International organisations working on initiatives related to migrants in Mozambique involve UNHCR, IOM Mozambique, UNICEF, UNV Mozambique, UN Women and Pathfinder International.
The International Organisation for Migration (IOM) Mozambique runs a broad variety of programmes, including emergency response, refugee resettlement, repatriation and family reunification, migration and development, and counter-trafficking. Other IOM activities include the promotion of the international migration law, policy debate and guidance, the protection of migrants’ rights, migration health and the gender dimension of migration.
The United Nations High Commissioner for Refugees (UNHCR) provides technical assistance to the Government of Mozambique to ensure that registration and refugee status determination (RSD) procedures are performed in accordance with international standards. The UNHCR’s assistance for displaced populations, in partnership with the Mozambique Government, includes shelter materials, core relief items such as tarpaulins, sleeping mats, blankets, kitchen sets, buckets, jerry cans and solar lamps. In addition to essential protection services, gender-based violence risk mitigation and response activities, UNHCR is also making efforts to ensure the integration of displaced families into host communities.

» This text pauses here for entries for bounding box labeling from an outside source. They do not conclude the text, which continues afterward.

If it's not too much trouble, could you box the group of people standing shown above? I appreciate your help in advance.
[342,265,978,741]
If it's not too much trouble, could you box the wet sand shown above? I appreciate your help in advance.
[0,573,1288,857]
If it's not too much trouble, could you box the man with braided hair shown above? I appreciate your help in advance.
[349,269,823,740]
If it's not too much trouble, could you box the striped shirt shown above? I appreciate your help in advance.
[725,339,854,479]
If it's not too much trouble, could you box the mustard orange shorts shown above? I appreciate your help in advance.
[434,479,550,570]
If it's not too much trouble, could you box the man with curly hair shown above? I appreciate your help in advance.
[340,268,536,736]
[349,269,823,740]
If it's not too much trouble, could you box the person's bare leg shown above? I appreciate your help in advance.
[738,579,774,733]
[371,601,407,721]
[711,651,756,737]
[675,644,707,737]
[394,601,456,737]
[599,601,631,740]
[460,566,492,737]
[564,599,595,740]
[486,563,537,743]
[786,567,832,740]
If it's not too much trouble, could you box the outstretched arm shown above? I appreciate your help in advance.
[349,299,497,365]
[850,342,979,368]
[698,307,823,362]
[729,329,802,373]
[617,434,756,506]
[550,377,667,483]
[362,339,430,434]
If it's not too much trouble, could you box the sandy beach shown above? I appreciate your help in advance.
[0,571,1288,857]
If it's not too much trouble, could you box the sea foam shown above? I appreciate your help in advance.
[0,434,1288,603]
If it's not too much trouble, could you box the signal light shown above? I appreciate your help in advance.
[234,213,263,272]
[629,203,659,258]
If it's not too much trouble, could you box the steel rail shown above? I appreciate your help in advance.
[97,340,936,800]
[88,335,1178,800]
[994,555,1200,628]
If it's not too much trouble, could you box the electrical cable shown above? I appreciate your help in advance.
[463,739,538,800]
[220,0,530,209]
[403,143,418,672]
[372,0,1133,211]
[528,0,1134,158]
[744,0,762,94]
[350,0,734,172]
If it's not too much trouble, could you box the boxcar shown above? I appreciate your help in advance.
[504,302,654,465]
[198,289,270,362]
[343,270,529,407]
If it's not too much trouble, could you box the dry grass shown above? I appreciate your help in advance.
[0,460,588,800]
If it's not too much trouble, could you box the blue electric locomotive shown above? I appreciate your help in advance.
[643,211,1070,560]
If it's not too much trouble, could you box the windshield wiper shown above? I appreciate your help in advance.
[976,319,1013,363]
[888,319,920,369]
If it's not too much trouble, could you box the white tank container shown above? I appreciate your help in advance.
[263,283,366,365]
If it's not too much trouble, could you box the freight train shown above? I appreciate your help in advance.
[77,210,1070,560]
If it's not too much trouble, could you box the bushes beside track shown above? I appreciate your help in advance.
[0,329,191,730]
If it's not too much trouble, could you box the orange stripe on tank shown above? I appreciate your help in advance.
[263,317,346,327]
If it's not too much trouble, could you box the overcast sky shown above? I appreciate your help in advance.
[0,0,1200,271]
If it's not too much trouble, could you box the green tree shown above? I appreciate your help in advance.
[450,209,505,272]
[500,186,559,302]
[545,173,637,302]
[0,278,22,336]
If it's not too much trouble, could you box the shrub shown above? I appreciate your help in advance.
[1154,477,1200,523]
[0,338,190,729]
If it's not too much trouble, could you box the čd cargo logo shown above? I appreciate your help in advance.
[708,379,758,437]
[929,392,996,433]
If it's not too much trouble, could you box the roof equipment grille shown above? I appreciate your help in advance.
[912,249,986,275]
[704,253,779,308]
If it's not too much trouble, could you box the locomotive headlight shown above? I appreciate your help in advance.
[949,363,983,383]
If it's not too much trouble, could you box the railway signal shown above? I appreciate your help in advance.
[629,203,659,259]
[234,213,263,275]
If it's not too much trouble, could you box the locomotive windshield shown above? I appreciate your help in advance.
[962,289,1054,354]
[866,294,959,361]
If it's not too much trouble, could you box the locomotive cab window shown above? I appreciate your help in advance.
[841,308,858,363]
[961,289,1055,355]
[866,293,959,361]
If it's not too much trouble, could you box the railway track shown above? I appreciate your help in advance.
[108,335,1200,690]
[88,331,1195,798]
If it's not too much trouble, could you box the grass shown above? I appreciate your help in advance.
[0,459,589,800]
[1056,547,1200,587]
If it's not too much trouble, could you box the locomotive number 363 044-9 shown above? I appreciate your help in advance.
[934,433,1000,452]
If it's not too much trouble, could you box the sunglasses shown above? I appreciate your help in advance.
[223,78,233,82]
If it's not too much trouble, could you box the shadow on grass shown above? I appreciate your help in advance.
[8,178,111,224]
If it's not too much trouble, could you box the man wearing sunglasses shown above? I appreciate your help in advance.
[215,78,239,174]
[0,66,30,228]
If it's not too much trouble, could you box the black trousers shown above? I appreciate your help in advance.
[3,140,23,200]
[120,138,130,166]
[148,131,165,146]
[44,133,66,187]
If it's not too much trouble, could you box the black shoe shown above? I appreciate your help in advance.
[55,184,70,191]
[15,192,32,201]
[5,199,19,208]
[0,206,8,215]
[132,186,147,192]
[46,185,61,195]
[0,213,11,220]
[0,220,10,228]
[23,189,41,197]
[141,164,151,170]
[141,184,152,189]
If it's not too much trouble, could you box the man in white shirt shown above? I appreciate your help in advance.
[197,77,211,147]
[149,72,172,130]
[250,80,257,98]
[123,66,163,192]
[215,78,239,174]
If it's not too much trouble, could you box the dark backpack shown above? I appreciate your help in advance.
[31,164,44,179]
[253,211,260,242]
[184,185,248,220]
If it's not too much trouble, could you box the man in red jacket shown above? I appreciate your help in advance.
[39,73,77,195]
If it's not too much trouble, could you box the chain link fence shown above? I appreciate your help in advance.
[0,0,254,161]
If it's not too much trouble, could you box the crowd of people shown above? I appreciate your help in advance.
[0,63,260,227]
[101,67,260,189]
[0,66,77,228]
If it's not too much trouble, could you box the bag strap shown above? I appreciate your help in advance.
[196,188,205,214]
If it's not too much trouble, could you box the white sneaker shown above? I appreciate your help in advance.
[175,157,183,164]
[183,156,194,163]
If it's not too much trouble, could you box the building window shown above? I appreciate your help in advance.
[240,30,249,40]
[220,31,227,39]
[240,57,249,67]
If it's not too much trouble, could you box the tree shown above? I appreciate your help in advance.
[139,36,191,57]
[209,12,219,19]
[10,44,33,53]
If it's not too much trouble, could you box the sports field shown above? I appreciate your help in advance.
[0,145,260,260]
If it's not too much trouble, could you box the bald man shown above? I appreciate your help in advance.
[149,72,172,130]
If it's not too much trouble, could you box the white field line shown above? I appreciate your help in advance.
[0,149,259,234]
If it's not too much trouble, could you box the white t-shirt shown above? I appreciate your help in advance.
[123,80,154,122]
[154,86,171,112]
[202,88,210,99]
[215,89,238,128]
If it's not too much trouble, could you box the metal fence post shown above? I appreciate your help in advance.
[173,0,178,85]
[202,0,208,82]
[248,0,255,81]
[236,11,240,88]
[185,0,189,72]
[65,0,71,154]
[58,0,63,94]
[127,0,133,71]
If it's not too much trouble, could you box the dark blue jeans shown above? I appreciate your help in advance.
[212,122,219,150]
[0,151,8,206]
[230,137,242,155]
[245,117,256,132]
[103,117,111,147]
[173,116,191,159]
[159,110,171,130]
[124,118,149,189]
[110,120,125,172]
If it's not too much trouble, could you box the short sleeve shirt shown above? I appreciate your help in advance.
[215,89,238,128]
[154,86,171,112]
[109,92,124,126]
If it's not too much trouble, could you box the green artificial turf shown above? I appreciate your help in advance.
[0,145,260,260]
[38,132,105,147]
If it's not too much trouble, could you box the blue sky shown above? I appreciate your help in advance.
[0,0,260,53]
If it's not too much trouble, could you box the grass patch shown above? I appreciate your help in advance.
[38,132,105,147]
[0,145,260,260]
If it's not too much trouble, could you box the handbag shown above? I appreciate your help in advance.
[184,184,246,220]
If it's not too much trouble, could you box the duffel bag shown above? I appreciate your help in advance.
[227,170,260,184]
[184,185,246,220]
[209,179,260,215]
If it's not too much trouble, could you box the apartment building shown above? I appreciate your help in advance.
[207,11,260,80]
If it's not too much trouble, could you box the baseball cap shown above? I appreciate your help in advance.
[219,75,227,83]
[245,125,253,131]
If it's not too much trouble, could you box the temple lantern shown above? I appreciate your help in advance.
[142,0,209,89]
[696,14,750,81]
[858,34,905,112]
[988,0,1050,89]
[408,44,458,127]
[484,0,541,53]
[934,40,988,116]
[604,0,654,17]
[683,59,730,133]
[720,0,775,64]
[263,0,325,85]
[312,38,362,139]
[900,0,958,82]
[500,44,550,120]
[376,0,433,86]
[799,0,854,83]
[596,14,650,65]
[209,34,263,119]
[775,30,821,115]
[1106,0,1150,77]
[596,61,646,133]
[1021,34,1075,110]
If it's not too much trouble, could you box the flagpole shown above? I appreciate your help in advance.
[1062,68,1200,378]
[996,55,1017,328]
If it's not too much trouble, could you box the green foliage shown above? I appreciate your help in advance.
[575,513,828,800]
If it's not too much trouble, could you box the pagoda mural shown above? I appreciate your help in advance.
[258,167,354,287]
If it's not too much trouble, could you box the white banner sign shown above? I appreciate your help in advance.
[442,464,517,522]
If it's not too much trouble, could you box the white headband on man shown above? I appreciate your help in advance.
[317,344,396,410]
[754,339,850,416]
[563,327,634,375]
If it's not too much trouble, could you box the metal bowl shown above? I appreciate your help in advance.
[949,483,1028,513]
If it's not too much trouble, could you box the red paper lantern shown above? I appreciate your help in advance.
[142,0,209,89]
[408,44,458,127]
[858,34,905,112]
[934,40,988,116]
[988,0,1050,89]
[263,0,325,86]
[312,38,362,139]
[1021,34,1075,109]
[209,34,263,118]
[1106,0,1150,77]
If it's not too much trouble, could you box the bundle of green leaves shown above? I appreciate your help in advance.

In 2021, some key priorities for UNHCR were: supporting the government with the backlog for assessing refugee status, with documentation for asylum seekers and refugees and with activities for child safety; identifying persons at increased risk of assault and violence based on gender and/or sexual harassment, and offer specific assistance to those identified; facilitating the peaceful co-existence of local and displaced populations through mutually beneficial ventures; improving access to education for refugee and asylum seeker children, both urban and camp-based, which included access to secondary and tertiary education; access to citizenship for refugees and children seeking asylum born in the country and assisting recognized naturalized refugees.